In [2]:
import spacy

In [3]:
nlp = spacy.load('en_core_web_sm')

In [4]:
doc = nlp(u'Tesla is looking at buying U.S for $6 million')

In [5]:
'''
iterates through each token in the doc object (which is a processed text by spaCy) and prints out three things for every token:

token.text: The actual text of the token (word).

token.pos_: The part-of-speech tag, like noun (NOUN), verb (VERB), adjective (ADJ), etc.

token.dep_: The syntactic dependency label, which shows the grammatical relationship of the token to other words in the sentence (like subject, object, root, modifier, etc.).
'''


for token in doc :
    print(token.text, token.pos_, token.dep_)

Tesla PROPN nsubj
is AUX aux
looking VERB ROOT
at ADP prep
buying VERB pcomp
U.S PROPN dobj
for ADP prep
$ SYM quantmod
6 NUM compound
million NUM pobj


In [6]:
#a list of processing components (called “pipeline components”) that spaCy applies to a text sequentially when you call nlp(text).
nlp.pipeline

[('tok2vec', <spacy.pipeline.tok2vec.Tok2Vec at 0x13b0969f0>),
 ('tagger', <spacy.pipeline.tagger.Tagger at 0x13b096db0>),
 ('parser', <spacy.pipeline.dep_parser.DependencyParser at 0x13b07db60>),
 ('attribute_ruler',
  <spacy.pipeline.attributeruler.AttributeRuler at 0x13b290210>),
 ('lemmatizer', <spacy.lang.en.lemmatizer.EnglishLemmatizer at 0x13b292fd0>),
 ('ner', <spacy.pipeline.ner.EntityRecognizer at 0x13b07d930>)]

In [11]:
nlp.pipe_names

['tok2vec', 'tagger', 'parser', 'attribute_ruler', 'lemmatizer', 'ner']

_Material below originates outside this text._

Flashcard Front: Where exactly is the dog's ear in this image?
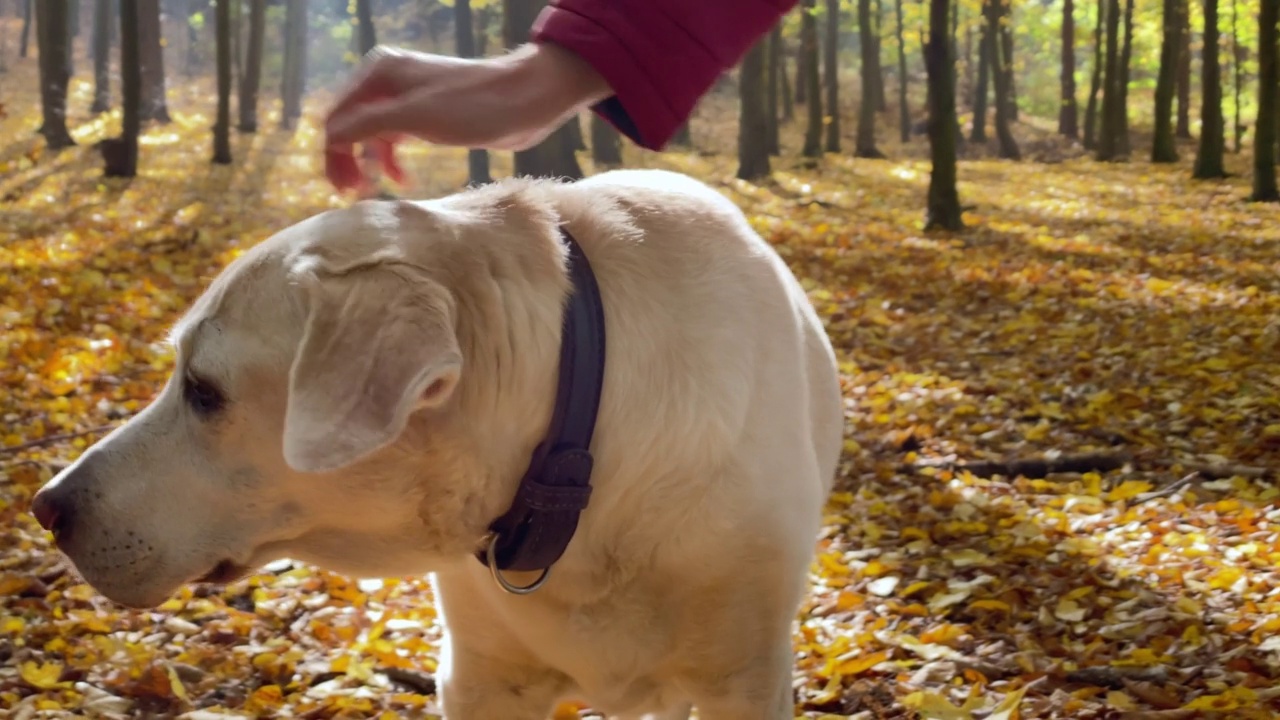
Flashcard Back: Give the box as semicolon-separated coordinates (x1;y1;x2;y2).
283;264;462;473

doc2 = nlp("Tesla isn't looking into startups anymore")

In [12]:
doc2 = nlp("Tesla isn't looking into startups anymore.")

In [13]:
for token in doc2:
    print(token.text, token.pos_, token.dep_)

Tesla PROPN nsubj
is AUX aux
n't PART neg
looking VERB ROOT
into ADP prep
startups NOUN pobj
anymore ADV advmod
. PUNCT punct


In [14]:
doc2[1]

is

In [15]:
doc2[1].pos_

'AUX'

In [8]:
doc3 = nlp(u'Although commmonly attributed to John Lennon from his song "Beautiful Boy", \
the phrase "Life is what happens to us while we are making other plans" was written by \
cartoonist Allen Saunders and published in Reader\'s Digest in 1957, when Lennon was 17.')

In [9]:
#[16:30] means slicing tokens from index 16 up to (but not including) 30
life_quote = doc3[16:30] 

In [20]:
life_quote

"Life is what happens to us while we are making other plans"

In [21]:
type(life_quote)

spacy.tokens.span.Span

In [11]:
doc4 = nlp(u"This is first sentence. This is another sentence. This is the last sentence")

In [12]:
for sentence in doc4.sents: 
    print(sentence)

This is first sentence.
This is another sentence.
This is the last sentence


In [13]:
#True if the 9th token is marked as the beginning of a sentence,
#False otherwise.

doc4[8].is_sent_start

False